Attention Mechanism in Encoder - Decoder Architecture

Dive into the limitations of traditional Seq2Seq models and how attention mechanisms revolutionized neural machine translation.

In traditional sequence-to-sequence (seq2seq) models, neural machine translation relies on an Encoder-Decoder architecture. The Encoder compresses the entire source sentence into a single fixed-length context vector, which is then used by the Decoder to generate the translated sequence. While effective, this approach struggles with long sentences, as condensing the entire input into a single vector can lead to information loss. To address this limitation, Bahdanau, Cho, and Bengio introduced the attention mechanism in their landmark paper, "Neural Machine Translation by Jointly Learning to Align and Translate."

The key idea behind attention is to allow the Decoder to "focus" on different parts of the source sentence for each output word it generates, rather than relying solely on a single fixed context vector.
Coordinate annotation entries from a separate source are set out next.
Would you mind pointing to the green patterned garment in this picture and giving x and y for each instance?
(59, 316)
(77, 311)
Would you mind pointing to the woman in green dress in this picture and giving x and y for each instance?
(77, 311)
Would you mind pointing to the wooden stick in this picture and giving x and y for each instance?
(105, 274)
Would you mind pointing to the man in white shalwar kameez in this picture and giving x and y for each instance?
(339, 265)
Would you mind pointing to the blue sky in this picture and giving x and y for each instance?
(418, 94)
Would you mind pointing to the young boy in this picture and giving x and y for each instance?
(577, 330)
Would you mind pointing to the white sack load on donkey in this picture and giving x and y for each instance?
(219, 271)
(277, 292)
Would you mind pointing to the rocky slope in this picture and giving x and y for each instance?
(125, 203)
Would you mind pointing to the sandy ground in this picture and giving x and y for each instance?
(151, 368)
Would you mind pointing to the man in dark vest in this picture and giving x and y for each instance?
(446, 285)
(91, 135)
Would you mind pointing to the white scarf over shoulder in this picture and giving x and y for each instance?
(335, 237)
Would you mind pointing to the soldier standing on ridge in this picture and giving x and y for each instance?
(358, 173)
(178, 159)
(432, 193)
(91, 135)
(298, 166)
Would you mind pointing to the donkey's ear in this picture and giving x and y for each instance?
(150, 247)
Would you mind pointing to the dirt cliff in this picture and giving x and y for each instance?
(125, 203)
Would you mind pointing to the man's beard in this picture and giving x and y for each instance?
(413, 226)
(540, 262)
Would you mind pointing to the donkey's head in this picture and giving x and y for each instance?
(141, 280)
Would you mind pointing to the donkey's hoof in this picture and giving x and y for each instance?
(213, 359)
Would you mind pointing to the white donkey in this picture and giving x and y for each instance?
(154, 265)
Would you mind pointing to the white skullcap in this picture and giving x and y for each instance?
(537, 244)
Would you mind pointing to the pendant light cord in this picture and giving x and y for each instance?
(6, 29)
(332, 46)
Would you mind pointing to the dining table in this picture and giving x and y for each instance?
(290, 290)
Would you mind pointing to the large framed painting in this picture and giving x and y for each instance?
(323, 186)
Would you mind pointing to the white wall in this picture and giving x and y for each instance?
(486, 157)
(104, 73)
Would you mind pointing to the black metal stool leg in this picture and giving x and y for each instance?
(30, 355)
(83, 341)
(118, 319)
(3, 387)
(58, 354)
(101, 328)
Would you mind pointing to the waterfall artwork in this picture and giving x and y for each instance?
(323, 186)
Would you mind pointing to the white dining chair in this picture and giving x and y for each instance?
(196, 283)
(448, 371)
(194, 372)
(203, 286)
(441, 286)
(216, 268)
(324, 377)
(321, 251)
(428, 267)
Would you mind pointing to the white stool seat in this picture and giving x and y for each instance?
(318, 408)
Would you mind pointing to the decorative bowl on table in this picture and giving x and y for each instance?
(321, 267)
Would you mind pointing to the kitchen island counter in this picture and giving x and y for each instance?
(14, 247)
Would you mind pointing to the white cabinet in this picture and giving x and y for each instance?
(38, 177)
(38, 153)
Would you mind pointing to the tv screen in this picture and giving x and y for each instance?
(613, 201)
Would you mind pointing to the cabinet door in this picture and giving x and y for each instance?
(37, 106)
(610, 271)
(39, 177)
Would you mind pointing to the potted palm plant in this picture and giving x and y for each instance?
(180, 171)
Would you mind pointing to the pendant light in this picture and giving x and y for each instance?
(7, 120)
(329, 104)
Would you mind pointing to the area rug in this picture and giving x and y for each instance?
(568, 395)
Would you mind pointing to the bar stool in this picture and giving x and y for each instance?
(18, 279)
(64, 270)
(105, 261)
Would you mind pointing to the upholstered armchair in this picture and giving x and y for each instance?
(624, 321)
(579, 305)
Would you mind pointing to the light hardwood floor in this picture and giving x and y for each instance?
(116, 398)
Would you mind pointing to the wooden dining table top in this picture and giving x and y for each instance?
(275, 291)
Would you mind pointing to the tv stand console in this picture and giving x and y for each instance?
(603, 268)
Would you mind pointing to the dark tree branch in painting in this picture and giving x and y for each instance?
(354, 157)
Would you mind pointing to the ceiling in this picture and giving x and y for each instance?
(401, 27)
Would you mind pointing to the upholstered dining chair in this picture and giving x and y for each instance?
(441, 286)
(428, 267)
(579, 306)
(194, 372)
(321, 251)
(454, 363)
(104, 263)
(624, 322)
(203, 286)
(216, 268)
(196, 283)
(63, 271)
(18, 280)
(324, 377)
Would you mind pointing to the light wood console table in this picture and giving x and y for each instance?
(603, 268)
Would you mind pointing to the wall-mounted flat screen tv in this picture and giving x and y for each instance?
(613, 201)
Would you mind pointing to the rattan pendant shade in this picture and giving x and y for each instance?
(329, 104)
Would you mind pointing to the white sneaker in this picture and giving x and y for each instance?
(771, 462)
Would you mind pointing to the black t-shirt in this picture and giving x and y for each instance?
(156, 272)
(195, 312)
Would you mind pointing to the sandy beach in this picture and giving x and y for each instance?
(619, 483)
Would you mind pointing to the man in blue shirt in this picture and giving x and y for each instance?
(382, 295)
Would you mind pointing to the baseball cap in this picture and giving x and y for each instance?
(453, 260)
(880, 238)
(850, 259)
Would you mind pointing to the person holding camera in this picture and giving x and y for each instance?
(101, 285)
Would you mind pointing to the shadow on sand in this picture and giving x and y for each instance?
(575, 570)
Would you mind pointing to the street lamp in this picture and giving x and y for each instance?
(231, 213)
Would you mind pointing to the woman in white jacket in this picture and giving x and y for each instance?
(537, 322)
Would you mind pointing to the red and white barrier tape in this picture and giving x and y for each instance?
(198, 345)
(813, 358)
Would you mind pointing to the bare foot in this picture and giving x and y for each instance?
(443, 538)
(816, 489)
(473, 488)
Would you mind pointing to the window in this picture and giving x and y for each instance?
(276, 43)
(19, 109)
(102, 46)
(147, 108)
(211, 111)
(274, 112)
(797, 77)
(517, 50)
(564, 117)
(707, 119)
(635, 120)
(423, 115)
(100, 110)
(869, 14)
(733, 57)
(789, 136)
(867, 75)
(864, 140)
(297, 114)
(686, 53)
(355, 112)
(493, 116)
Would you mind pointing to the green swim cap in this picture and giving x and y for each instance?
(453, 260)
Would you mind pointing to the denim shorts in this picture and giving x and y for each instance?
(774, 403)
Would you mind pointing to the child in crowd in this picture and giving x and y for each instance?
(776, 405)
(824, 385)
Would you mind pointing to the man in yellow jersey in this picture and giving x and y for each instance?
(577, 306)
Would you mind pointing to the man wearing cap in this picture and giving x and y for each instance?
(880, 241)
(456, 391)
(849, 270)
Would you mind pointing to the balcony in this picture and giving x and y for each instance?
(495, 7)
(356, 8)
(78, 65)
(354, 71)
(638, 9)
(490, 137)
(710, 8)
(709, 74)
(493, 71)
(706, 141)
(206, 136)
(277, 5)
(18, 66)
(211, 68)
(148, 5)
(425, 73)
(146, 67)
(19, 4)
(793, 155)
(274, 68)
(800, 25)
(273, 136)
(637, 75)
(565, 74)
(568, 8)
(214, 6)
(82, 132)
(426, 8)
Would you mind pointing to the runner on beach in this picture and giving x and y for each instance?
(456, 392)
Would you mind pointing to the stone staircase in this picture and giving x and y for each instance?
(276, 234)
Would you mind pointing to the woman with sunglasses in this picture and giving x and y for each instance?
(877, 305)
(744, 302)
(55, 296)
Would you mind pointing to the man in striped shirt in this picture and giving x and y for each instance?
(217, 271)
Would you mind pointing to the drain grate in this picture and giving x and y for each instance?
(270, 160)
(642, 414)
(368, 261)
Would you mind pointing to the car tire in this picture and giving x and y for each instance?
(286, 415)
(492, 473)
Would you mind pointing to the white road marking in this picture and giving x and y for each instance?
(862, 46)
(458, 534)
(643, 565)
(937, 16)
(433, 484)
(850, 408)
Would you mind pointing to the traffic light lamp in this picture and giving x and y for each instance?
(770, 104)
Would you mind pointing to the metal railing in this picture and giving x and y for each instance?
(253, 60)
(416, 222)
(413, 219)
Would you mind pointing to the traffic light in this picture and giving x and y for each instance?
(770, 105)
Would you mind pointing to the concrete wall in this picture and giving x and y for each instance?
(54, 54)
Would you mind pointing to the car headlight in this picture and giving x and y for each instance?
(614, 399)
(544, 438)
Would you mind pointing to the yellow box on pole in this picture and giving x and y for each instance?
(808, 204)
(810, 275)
Instead of just feeding the final hidden state of the Encoder to the Decoder, the model calculates a weighted combination of all Encoder hidden states for each target word. This weighted combination is what we call the context vector, but now it dynamically changes with each step of the decoding process.

How Attention Works

Encoder Representations: The Encoder processes each word in the source sentence (e.g., "guten morgen") and generates a sequence of hidden states, $h_1, h_2, \ldots, h_T$ , where each $h_j$ represents the encoded information of the $j$ -th word in the source sentence.

class Encoder(nn.Module):
    def __init__(self, input_dim, embedding_dim, hidden_dim, n_layers, dropout):
        super().__init__()

        # Embedding layer for the input sequence
        self.embedding = nn.Embedding(input_dim, embedding_dim)

        # LSTM layer with specified number of layers, hidden dimension, and dropout
        self.rnn = nn.LSTM(embedding_dim, hidden_dim, n_layers, dropout=dropout, bidirectional=True)
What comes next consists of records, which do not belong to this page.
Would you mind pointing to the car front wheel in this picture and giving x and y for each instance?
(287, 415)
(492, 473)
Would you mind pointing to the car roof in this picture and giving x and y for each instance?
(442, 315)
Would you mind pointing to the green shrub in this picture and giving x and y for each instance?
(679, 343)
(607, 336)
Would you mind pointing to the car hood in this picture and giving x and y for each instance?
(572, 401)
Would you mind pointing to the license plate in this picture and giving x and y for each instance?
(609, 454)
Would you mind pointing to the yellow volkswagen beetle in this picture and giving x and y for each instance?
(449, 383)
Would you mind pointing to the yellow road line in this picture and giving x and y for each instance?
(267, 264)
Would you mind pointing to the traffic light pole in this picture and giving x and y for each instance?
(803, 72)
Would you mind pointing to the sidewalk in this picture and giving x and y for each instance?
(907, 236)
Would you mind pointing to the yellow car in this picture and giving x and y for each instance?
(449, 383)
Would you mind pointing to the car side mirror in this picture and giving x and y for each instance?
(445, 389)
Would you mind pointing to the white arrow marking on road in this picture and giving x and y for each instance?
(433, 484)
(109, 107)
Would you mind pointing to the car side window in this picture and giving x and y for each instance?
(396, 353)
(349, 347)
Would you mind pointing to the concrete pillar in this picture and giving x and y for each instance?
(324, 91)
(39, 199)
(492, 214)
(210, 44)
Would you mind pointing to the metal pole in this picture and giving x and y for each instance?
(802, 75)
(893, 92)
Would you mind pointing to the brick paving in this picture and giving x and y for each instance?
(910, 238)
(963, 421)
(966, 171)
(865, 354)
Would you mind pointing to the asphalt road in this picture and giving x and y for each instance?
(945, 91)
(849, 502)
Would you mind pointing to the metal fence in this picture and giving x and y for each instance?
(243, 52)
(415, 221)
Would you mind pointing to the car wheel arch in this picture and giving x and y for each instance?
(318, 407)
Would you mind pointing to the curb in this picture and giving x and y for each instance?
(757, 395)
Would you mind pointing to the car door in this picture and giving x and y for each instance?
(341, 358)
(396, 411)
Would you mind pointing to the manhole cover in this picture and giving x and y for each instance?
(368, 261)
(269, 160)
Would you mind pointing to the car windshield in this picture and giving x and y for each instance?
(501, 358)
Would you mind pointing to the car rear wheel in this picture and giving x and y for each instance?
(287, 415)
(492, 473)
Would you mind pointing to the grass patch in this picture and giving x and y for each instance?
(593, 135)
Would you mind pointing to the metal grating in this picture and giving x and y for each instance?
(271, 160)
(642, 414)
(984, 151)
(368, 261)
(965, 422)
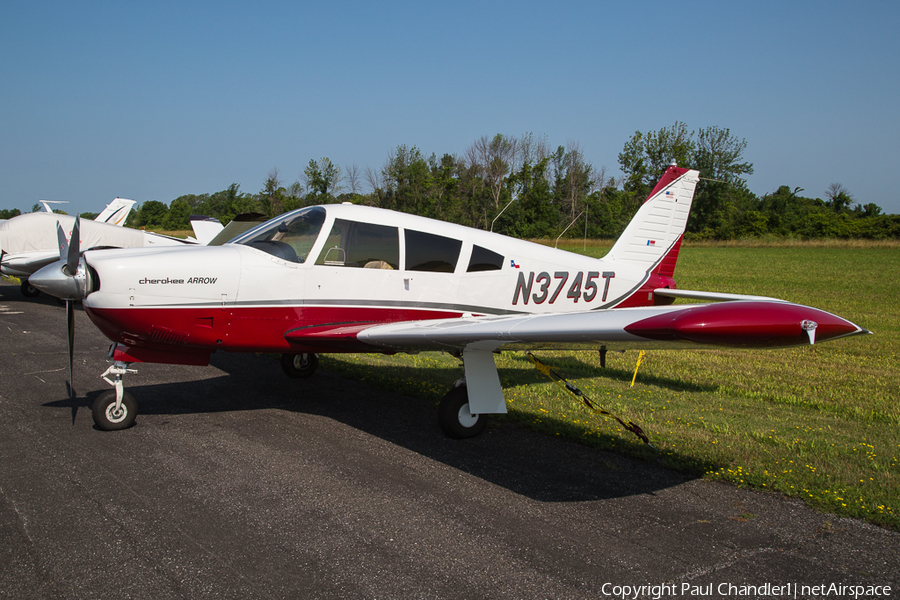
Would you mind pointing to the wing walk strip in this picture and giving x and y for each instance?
(560, 381)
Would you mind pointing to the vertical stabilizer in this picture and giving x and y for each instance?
(115, 212)
(654, 234)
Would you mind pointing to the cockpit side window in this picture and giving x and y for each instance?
(289, 237)
(484, 260)
(361, 245)
(429, 252)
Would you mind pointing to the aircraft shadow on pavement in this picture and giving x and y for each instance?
(527, 463)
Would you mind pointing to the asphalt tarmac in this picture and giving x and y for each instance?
(238, 482)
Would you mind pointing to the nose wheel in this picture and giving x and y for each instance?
(112, 415)
(115, 409)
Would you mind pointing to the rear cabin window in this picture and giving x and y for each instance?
(361, 245)
(429, 252)
(484, 260)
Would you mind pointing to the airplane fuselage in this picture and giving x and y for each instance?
(359, 267)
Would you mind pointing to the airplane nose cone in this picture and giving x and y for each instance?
(56, 281)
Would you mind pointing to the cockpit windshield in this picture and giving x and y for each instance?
(289, 237)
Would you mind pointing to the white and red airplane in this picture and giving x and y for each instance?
(346, 278)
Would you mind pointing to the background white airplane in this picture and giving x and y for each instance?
(29, 241)
(345, 278)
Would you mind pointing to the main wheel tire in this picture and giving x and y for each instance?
(454, 417)
(107, 418)
(299, 365)
(29, 291)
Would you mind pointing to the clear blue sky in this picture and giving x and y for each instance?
(152, 100)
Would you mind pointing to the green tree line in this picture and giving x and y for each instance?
(523, 187)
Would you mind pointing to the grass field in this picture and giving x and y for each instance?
(819, 423)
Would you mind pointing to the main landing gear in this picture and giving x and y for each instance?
(454, 416)
(28, 290)
(299, 365)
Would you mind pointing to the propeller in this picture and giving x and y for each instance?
(68, 252)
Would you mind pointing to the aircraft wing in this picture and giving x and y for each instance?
(709, 296)
(736, 324)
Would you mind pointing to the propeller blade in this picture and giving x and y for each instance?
(70, 325)
(74, 246)
(63, 242)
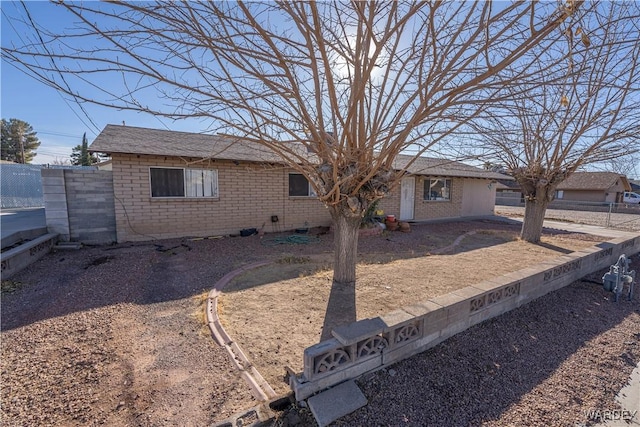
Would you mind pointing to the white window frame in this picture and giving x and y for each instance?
(310, 192)
(191, 189)
(431, 180)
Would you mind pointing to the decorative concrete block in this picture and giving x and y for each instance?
(358, 331)
(326, 356)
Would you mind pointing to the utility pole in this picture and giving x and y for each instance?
(21, 148)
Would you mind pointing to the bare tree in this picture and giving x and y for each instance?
(353, 84)
(586, 111)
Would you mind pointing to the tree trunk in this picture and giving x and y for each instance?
(345, 245)
(534, 211)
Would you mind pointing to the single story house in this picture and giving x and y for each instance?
(598, 187)
(174, 184)
(607, 187)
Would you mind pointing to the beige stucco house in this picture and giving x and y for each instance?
(175, 184)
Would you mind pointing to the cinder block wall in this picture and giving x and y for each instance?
(79, 205)
(55, 202)
(249, 195)
(90, 204)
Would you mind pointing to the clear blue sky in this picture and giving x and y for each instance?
(59, 122)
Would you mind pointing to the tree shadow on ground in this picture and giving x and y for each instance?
(65, 282)
(477, 376)
(341, 308)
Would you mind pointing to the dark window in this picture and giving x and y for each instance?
(299, 186)
(437, 189)
(167, 182)
(177, 182)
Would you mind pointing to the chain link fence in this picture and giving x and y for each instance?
(623, 216)
(21, 185)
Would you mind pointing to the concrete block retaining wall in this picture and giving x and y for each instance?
(369, 344)
(79, 205)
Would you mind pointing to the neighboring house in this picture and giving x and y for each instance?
(599, 187)
(593, 187)
(104, 165)
(508, 193)
(175, 184)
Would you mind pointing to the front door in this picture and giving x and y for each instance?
(407, 196)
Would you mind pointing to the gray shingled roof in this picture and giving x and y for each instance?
(135, 140)
(592, 181)
(443, 167)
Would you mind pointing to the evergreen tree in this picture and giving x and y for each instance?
(80, 155)
(19, 141)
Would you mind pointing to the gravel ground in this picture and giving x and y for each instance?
(545, 364)
(114, 336)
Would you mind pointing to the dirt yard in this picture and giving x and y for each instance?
(114, 335)
(275, 312)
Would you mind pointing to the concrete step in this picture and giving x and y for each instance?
(19, 257)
        # Dropout layer for regularization
        self.dropout = nn.Dropout(dropout)

        # Linear layers to compress bidirectional outputs to match the hidden dimension
        self.fc_hidden = nn.Linear(hidden_dim * 2, hidden_dim)
        self.fc_cell = nn.Linear(hidden_dim * 2, hidden_dim)
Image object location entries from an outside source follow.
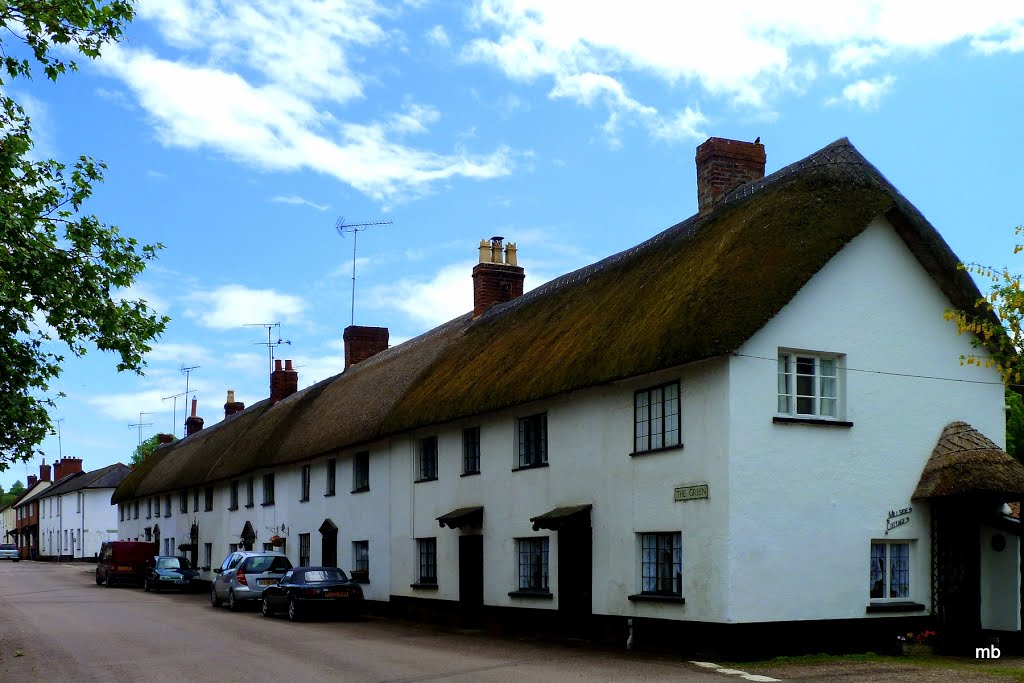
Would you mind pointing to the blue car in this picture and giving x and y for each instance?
(170, 571)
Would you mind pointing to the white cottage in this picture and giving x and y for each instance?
(75, 514)
(742, 426)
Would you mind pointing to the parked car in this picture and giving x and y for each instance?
(306, 590)
(170, 571)
(244, 574)
(124, 561)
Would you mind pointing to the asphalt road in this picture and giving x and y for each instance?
(56, 625)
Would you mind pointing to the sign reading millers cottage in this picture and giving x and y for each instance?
(692, 492)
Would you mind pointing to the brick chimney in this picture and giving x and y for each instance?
(363, 342)
(230, 406)
(193, 422)
(62, 468)
(724, 165)
(283, 382)
(496, 280)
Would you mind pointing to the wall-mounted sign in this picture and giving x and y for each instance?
(691, 492)
(897, 518)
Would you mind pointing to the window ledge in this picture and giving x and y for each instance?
(654, 597)
(655, 451)
(783, 420)
(528, 467)
(527, 593)
(423, 587)
(900, 606)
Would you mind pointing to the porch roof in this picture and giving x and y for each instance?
(968, 464)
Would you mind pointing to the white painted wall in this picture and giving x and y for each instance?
(1000, 600)
(808, 500)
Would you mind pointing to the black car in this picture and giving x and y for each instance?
(169, 571)
(306, 590)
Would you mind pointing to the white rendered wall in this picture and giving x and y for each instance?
(808, 500)
(1000, 600)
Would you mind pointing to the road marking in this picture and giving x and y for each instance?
(734, 672)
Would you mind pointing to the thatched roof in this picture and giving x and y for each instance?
(967, 464)
(697, 290)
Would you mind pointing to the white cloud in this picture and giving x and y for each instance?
(438, 36)
(299, 201)
(866, 93)
(237, 305)
(747, 53)
(260, 82)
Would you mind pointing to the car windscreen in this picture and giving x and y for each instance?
(325, 575)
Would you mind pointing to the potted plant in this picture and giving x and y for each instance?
(918, 644)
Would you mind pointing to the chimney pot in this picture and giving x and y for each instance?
(498, 281)
(724, 165)
(284, 382)
(363, 342)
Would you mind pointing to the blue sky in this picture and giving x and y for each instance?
(238, 133)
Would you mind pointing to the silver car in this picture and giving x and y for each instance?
(244, 574)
    def forward(self, src):
		    # shapes are mentioned in coments without batch size for simplicity
        # src shape: [src_len]

        # Apply dropout to the embeddings
        embedded = self.dropout(self.embedding(src))
        # embedded shape: [src_len, embedding_dim]

        # Pass through the bidirectional LSTM
        encoder_states, (hidden, cell) = self.rnn(embedded)
        # outputs shape: [src_len, hidden_dim * 2] (mulipliying by 2 because of bidirectional output)
        # hidden, cell shape: [n_layers * 2, hidden_dim] (2 directions for each layer)

        # Concatenate the last forward and backward hidden states for each layer
        hidden = torch.cat((hidden[0:1], hidden[1:2]), dim=2)
        cell = torch.cat((cell[0:1], cell[1:2]), dim=2)
        # hidden, cell shape after concatenation: [hidden_dim * 2]

        # Compress the concatenated bidirectional hidden and cell states
        hidden = self.fc_hidden(hidden)
        cell = self.fc_cell(cell)
        # hidden, cell shape after linear layer: [1, hidden_dim]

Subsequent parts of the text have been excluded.